You don't have to agree with trump but the mob can't make me not love him. We are both dragon energy. He is my brother. I love everyone. I don't agree with everything anyone does. That's what makes us individuals. And we have the right to independent thought.— KANYE WEST (@kanyewest) April 25, 2018
Erik Bernstein, vice president of Bernstein Crisis Management, a public relations firm in suburban Los Angeles, expects that Yeezy fans will keep supporting the brand.
“When you’re somebody like Kanye, the same rules don’t necessarily apply to you,” Bernstein says. “If you’re buying $700 sweatpants or whatever he’s putting out next, you’re doing it because you want people to know you’re wearing a super-high-end piece of clothing. I think [the controversy] will impact him but not as much as most people expect.”

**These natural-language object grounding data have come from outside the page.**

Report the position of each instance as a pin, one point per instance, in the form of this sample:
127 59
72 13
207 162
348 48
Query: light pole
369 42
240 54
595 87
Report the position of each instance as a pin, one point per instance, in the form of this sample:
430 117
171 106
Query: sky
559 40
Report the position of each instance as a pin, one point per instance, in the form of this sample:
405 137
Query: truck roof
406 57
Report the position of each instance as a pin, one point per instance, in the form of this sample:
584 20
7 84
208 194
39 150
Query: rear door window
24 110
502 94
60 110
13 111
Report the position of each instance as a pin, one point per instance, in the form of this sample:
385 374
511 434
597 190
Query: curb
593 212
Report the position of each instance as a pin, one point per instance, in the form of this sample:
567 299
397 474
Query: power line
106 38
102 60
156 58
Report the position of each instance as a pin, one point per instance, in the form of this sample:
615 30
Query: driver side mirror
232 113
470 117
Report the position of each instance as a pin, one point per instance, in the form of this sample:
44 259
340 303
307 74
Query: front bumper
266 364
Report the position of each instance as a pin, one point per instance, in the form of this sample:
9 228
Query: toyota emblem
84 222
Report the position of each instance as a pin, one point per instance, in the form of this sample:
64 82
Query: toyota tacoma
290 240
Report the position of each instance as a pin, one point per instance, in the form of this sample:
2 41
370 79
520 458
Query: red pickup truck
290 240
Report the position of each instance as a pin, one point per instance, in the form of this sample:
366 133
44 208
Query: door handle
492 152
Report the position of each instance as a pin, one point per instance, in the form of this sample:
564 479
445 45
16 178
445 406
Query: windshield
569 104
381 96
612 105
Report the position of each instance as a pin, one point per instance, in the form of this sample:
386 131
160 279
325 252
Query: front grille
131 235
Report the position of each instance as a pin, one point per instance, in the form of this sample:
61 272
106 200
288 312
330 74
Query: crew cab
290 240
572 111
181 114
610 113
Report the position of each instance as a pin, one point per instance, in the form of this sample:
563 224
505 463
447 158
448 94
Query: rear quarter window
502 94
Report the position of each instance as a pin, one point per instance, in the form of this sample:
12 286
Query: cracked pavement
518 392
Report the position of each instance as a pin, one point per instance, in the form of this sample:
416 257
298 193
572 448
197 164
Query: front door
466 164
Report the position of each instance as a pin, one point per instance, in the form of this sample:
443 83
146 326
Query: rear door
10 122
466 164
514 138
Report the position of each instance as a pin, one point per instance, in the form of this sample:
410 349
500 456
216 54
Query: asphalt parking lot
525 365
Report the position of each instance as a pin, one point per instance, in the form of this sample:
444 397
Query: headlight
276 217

Adidas does not release sales information, so it’s difficult to determine how the backlash against West has affected Yeezy sales. It did come in ninth in an index of the “hottest brands” ranked last month by the Business of Fashion and Lyst. The index predicted it could become one of the three hottest brands by year’s end.
On April 25, West claimed that Yeezy would “hit a billion dollars” in 2018 and was on its way to becoming a “decacorn” — a business valued over $10 billion. Retail analysts doubted those projections. But the negative publicity West has generated may actually be helping his brand.

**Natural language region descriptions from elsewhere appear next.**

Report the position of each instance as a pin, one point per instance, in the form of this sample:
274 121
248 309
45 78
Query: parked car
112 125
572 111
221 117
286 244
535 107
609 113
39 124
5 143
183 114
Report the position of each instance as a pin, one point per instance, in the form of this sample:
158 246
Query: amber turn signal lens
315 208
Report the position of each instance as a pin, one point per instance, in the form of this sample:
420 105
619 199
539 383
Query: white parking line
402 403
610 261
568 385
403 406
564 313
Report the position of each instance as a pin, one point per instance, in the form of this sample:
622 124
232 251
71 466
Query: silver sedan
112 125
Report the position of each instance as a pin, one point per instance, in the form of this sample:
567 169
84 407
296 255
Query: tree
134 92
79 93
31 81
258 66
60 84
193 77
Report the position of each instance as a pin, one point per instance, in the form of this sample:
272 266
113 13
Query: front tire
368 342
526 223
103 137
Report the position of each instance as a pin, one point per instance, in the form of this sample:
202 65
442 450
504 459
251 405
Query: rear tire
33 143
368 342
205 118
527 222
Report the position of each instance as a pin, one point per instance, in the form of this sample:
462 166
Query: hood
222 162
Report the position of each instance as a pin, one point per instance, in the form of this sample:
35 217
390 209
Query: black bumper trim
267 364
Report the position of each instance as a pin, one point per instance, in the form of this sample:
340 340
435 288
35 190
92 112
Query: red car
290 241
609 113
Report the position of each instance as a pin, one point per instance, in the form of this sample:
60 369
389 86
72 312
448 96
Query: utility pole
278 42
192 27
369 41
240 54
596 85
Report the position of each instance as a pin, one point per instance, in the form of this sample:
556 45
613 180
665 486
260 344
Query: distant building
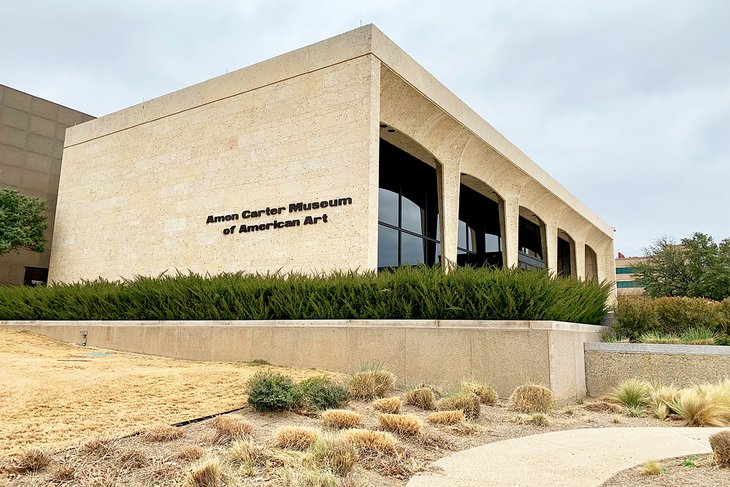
31 144
625 277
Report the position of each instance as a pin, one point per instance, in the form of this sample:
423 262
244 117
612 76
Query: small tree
22 222
695 267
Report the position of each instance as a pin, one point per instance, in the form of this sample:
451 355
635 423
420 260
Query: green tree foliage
695 267
22 222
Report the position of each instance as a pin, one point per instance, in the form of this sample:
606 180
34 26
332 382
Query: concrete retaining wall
608 364
506 354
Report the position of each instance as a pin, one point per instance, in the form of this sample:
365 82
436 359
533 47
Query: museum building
345 154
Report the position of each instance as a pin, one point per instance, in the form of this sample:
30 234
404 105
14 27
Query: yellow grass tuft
446 417
207 472
720 443
229 428
366 441
389 405
333 453
403 424
486 394
468 403
162 433
32 460
371 384
190 453
423 398
698 409
532 398
296 437
341 418
651 468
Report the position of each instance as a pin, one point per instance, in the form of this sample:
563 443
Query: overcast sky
625 103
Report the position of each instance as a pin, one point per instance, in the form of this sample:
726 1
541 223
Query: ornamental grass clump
402 424
422 397
720 443
371 384
389 405
366 441
632 393
341 418
468 403
532 398
486 393
446 417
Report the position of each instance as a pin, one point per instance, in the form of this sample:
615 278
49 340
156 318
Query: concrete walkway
581 458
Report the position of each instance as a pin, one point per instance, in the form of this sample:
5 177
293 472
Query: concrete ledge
505 354
609 364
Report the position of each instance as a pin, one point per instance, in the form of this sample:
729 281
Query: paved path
581 458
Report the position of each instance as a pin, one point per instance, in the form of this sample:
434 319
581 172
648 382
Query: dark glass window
479 241
408 229
530 245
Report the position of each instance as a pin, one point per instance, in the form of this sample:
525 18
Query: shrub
320 393
532 398
162 433
296 437
333 453
229 428
697 409
341 418
372 384
269 391
366 441
413 293
631 393
390 405
468 403
206 473
403 424
32 460
635 315
487 395
422 397
720 443
446 417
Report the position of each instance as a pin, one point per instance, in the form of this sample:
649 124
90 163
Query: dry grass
341 418
333 453
422 397
468 403
207 472
698 409
446 417
296 437
486 394
720 443
193 452
403 424
389 405
162 433
532 398
366 441
229 428
371 384
52 394
31 460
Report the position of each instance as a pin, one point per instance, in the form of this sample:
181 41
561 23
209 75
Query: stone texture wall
506 354
31 144
609 364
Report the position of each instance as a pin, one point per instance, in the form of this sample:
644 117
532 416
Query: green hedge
406 293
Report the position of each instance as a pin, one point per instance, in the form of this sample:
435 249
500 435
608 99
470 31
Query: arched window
408 228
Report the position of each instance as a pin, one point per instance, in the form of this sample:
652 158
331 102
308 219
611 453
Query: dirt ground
79 407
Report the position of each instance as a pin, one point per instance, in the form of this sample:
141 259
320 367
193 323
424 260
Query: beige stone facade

When West posted a picture of himself to Twitter in a Make America Great Again hat and announced his admiration of Trump, search traffic for the Yeezy brand jumped by 25 percent, GQ reported. On the resale site Grailed, offers for Yeezys rose by 15 percent as well; before the incident, prices for Yeezys had been down 30 percent compared to early 2017.
West’s history of outlandish behavior — Twitter rants against exes, storming awards show stages — means people aren’t necessarily shocked by his recent behavior, Bernstein says. People largely view him as an eccentric “character” and generally don’t judge entertainers and athletes as harshly as they do other public figures, he contends.
However, “it was a very poor choice of wording,” he says of West’s remarks. “It seems like he didn’t have talking points. He really let it fly.”
Bernstein doubts West’s handlers can manage him easily. “I don’t think a PR person could tell Kanye to stop talking. I wouldn’t want to be that guy.”
While Bernstein doubts this scandal will end Kanye West, television journalist and pop culture commentator Jawn Murray predicts that the black community won’t easily forget or forgive the rapper’s remarks.
“I do think his brand will take a negative hit,” Murray says. “When consumers tell you you’re in a dangerous direction, the end result is your inability to have a demand.”
He points out that the African-American community has a buying power of $1.2 trillion annually, and they have turned their backs on other entertainers who have supported Trump.
“I don’t know if he has the mental and emotional capacity to reengage with the black community,” Murray says.
But not all of West’s fans are black, and West might actually score some new fans in light of his public support for Trump. Murray acknowledges that West’s behavior in recent weeks will likely not be his undoing.
“There are lots of people who have issues with Michael Jordan and some of the personal choices he’s made,” Murray says. “They don’t believe he’s done enough to give back to his community. Yet his Jordan sneakers still sell well, so there’s a segment who will buy Kanye’s shoes just because they like his shoes. Even if his sneakers take somewhat of a hit, I don’t think this will be the end of the line for him.”